Strike Vote – Frequently Asked Questions

Q)  What is a strike vote?
A)  A strike vote is a referendum that gives your Union the legal ability to   take strike action, if necessary, in support of negotiating a Collective Agreement.  According to the BC Labour Code the wording on the ballot must be, “Are you in favour of a strike?”

Q)  What is strike action?
A)   Strike action includes a range of possible measures, including overtime bans, work to rule, study sessions, rotating strikes and full walkouts.  None of these measures can legally be taken without a favourable strike vote in hand.  All the measures and implications of a strike vote will be discussed in membership meetings before, during and in the days and weeks after the strike vote.  Taking a strike vote DOES NOT mean you pick up a picket and refuse to go to work.  It is another bargaining tool, particularly in mediation.

Q)  Why are we taking a strike vote now?

A)  We are one of several Lower Mainland CUPE locals bargaining with our Employer through their agent, the GVRD representatives.  Our Employer has asked for the most concessions and the most regressive demands in the history of our bargaining.

  1. No increase to benefits without concessions
  2. Significant changes to Sick Leave that will impair your access to your sick leave banks
  3. Removal of Technological Change protection
  4. Removal of restrictions on Sunday Hours of Work
  5. To restrict Auxiliary employees who have not worked within 60 days prior to the date of ratification access to any retroactive negotiated monetary increases (including wages).
  6. Removal of the VESP plan and Supplementary vacation
  7. Post positions internally and externally, simultaneously
  8. And much more – watch for updates – come to meetings.

There has been not change in the Employers’ position in four meetings and they have canceled two of the seven scheduled.  The GVRD is trying to set a pattern of unacceptable contracts for all the tables in the Lower Mainland.

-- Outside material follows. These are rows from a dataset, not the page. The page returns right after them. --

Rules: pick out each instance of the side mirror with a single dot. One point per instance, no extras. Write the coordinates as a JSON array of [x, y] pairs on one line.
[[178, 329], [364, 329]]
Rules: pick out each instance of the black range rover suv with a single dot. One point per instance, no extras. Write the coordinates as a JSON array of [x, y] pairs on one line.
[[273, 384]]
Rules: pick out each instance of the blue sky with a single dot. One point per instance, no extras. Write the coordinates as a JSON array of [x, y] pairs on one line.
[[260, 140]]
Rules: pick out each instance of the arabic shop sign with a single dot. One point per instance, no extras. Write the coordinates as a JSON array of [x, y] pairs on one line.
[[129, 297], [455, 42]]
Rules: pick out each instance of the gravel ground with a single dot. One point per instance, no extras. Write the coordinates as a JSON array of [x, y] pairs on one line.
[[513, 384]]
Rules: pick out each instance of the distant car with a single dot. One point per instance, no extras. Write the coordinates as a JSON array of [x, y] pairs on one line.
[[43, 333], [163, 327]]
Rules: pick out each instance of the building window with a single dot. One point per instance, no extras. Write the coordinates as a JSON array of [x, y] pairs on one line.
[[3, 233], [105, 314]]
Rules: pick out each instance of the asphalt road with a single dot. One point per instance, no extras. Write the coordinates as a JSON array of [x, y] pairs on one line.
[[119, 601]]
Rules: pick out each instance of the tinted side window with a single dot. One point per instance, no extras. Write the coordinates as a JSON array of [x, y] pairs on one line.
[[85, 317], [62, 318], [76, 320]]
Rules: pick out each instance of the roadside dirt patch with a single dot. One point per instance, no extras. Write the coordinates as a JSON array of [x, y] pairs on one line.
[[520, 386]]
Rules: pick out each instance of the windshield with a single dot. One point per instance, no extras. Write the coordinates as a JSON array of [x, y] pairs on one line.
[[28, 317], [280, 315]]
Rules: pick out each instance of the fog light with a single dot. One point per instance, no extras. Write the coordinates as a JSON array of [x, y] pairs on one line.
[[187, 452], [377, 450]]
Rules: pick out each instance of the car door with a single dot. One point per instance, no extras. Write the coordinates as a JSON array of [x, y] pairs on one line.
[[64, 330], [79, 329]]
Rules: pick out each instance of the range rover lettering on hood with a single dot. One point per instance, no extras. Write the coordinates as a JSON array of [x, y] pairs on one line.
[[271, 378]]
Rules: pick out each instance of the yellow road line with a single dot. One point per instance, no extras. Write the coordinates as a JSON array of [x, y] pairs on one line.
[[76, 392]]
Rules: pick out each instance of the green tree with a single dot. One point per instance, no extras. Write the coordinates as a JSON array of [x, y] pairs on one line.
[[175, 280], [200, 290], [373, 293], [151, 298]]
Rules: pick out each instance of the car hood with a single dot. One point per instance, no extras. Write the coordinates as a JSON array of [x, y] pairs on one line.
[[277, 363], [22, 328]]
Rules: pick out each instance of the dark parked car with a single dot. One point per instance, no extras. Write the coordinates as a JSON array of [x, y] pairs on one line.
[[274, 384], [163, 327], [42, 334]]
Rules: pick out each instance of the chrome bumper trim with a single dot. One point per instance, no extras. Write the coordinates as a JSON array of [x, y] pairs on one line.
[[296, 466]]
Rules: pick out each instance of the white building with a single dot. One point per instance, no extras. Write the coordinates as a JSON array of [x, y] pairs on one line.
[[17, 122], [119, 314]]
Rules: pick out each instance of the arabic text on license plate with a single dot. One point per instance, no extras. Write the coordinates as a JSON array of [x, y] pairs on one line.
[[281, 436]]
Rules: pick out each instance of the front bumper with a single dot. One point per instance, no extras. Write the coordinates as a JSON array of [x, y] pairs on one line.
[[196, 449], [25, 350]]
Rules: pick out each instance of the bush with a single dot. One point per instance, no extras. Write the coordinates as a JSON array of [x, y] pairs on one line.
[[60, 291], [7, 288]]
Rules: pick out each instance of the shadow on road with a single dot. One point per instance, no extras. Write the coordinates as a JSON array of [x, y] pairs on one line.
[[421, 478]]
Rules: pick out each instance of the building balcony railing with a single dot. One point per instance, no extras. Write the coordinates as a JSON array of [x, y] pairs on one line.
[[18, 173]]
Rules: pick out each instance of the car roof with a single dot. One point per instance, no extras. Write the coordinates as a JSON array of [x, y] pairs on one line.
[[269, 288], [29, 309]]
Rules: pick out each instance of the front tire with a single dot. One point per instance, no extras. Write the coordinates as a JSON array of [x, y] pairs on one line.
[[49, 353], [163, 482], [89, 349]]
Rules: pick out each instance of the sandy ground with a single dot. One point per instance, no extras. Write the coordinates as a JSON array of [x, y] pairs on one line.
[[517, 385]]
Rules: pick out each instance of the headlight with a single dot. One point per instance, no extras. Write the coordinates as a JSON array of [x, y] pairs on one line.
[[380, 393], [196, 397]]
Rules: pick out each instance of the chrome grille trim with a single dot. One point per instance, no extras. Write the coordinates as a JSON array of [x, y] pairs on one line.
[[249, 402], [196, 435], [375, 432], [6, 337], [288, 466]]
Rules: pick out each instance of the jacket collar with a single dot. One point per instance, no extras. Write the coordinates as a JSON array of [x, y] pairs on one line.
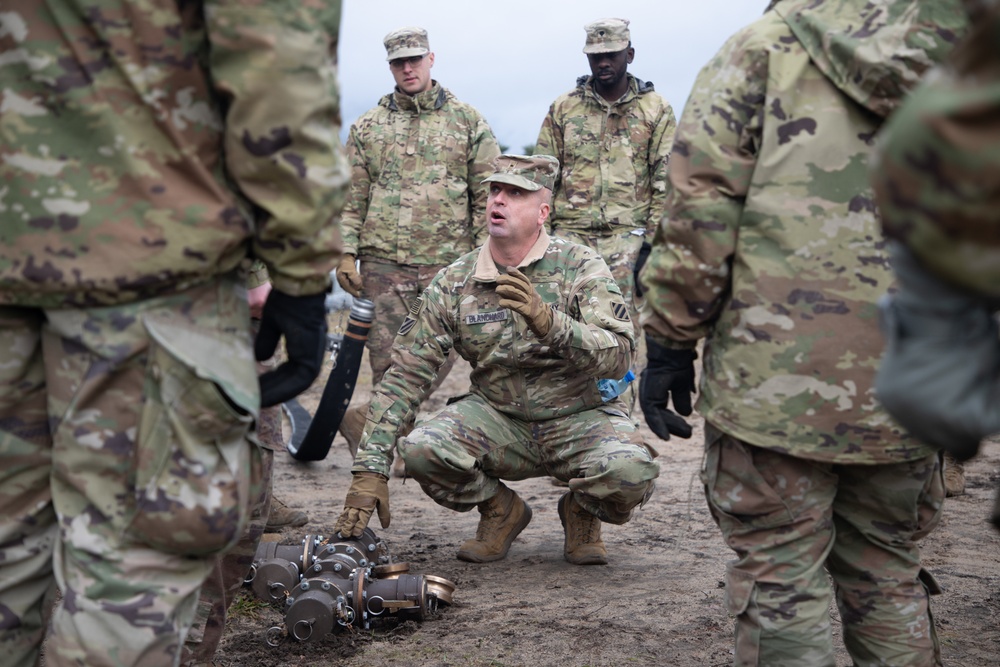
[[486, 269], [433, 98]]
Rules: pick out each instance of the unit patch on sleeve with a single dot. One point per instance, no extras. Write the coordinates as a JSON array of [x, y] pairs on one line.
[[411, 317], [620, 311]]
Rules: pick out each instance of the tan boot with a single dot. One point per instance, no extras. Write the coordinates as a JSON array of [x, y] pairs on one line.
[[353, 425], [502, 518], [954, 477], [283, 516], [583, 545]]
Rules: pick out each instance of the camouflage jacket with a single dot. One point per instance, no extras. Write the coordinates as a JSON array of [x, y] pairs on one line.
[[937, 170], [147, 145], [528, 378], [770, 248], [613, 157], [416, 169]]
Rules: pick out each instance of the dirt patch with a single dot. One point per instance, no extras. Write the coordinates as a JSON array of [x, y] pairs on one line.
[[658, 602]]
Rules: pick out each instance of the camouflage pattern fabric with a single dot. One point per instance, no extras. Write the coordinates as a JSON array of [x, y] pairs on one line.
[[938, 164], [769, 248], [146, 148], [770, 251], [591, 338], [229, 574], [936, 176], [393, 288], [620, 251], [791, 520], [460, 454], [416, 167], [613, 158], [105, 413], [112, 146], [227, 577]]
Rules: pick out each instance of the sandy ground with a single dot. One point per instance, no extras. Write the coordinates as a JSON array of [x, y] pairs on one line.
[[658, 602]]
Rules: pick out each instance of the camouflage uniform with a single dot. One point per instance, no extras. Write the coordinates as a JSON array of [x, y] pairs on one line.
[[416, 202], [230, 571], [770, 251], [128, 395], [936, 177], [542, 415], [610, 192]]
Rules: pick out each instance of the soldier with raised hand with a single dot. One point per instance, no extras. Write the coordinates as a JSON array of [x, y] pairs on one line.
[[148, 151], [612, 135], [541, 320], [937, 183], [416, 201], [770, 251]]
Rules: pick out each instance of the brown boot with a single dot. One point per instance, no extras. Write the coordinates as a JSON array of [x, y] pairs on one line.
[[353, 425], [583, 545], [954, 477], [502, 518], [283, 516]]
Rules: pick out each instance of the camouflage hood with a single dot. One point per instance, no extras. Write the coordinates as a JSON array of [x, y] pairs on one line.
[[875, 51]]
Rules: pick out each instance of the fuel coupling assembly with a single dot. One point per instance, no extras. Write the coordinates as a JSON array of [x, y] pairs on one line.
[[331, 583]]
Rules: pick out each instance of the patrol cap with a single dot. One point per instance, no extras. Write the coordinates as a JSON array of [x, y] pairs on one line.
[[406, 42], [607, 36], [530, 172]]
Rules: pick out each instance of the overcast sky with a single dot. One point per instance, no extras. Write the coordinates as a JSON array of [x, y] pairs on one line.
[[510, 59]]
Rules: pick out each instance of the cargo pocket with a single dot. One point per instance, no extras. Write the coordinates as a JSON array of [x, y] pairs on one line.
[[196, 463]]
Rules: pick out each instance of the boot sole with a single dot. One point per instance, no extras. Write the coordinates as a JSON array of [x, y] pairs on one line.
[[470, 557]]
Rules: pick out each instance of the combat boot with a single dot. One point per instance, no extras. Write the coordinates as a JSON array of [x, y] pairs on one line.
[[583, 545], [352, 425], [954, 477], [502, 518], [283, 516]]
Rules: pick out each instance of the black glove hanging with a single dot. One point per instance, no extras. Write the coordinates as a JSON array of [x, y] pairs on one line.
[[669, 376], [302, 322]]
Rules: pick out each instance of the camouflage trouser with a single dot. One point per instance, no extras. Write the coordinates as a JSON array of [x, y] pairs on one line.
[[228, 576], [460, 455], [230, 572], [793, 520], [392, 288], [124, 471]]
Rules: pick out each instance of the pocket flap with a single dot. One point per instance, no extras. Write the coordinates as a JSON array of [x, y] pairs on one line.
[[201, 350]]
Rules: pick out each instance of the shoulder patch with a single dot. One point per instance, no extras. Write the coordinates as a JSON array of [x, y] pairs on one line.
[[406, 326], [620, 311]]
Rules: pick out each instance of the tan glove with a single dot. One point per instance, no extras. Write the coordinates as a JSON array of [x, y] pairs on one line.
[[368, 491], [515, 292], [348, 276]]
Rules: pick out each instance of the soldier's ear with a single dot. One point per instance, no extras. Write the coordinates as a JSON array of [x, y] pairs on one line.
[[543, 213]]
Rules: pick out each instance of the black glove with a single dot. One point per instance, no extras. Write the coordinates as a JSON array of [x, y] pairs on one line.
[[302, 321], [640, 261], [669, 374]]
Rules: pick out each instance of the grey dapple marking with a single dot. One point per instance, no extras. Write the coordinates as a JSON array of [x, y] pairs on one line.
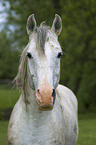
[[38, 77]]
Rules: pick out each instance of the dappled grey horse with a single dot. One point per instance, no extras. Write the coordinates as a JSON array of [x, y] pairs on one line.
[[46, 113]]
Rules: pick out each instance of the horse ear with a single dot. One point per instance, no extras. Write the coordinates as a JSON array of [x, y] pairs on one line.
[[31, 24], [57, 24]]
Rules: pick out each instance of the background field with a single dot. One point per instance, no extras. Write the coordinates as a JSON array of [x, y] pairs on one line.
[[87, 122]]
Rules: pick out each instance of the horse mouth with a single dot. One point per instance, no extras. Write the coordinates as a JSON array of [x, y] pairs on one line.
[[45, 108]]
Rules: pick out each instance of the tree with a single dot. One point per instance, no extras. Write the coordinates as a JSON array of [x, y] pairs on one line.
[[79, 39]]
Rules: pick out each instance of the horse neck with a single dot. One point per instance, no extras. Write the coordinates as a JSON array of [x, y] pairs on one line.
[[29, 97]]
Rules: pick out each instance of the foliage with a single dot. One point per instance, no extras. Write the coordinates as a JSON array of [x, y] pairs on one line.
[[79, 39]]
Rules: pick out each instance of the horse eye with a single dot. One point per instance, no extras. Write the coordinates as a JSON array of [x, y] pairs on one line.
[[59, 54], [29, 55]]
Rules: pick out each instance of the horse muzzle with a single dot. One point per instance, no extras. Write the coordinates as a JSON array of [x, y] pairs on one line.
[[45, 97]]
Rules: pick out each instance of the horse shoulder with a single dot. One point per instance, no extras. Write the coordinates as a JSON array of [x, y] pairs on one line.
[[69, 107], [67, 97]]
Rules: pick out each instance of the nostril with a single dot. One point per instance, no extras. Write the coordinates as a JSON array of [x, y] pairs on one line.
[[54, 95]]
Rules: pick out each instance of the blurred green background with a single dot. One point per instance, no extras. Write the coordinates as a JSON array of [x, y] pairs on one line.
[[78, 64]]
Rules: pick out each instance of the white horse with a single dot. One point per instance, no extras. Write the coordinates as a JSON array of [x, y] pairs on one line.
[[46, 113]]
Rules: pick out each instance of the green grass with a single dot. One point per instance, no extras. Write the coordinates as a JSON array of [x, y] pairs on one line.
[[87, 122], [3, 132], [87, 130]]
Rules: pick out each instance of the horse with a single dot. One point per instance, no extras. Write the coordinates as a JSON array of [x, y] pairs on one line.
[[46, 112]]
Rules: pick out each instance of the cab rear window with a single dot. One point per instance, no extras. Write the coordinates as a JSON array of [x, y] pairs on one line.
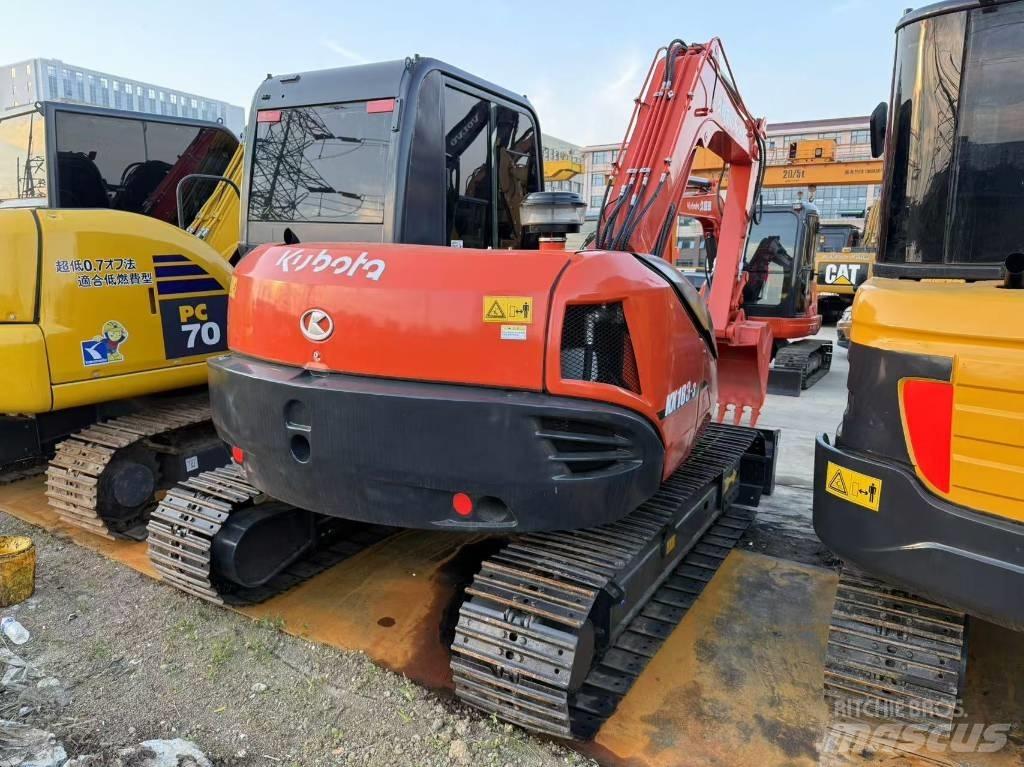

We have not had any movement from the Employer’s side in the four meetings.  CUPE 15 has had no movement in sixteen meetings.  Neither has Delta/CUPE local 454, Burnaby/CUPE local 23, and Vancouver/CUPE local 1004.  They have all achieved strike votes from 89% to over 94%.  They have asked their members for a strike vote because they have either been forced into mediation or have asked for it.  In either case, all the locals need a very solid strike vote if they are to have any credibility with the mediator.  It is hoped that bargaining between the locals and their employers will get back on track and make some progress, as a consequence.

Q)  Why is a strong strike vote crucial?
  A strong strike vote lets the Employer know that the membership stands behind the Bargaining Committee on the issues that were ratified by the membership at the October 2006 Ratification meeting.  If our negotiations proceed to mediation, a strong strike vote will obtain the best possible agreement.

Q)    Does a favourable strike vote mean we are going on strike?
A)  No. Historically, CUPE 391 has reached a settlement without striking.  However, several high in-favour strike votes have helped to reach a better settlement at the bargaining table with little or no job action being taken.  A poor, not-in-favour of a strike vote will result in the mediator putting more weight on the Employer’s proposals.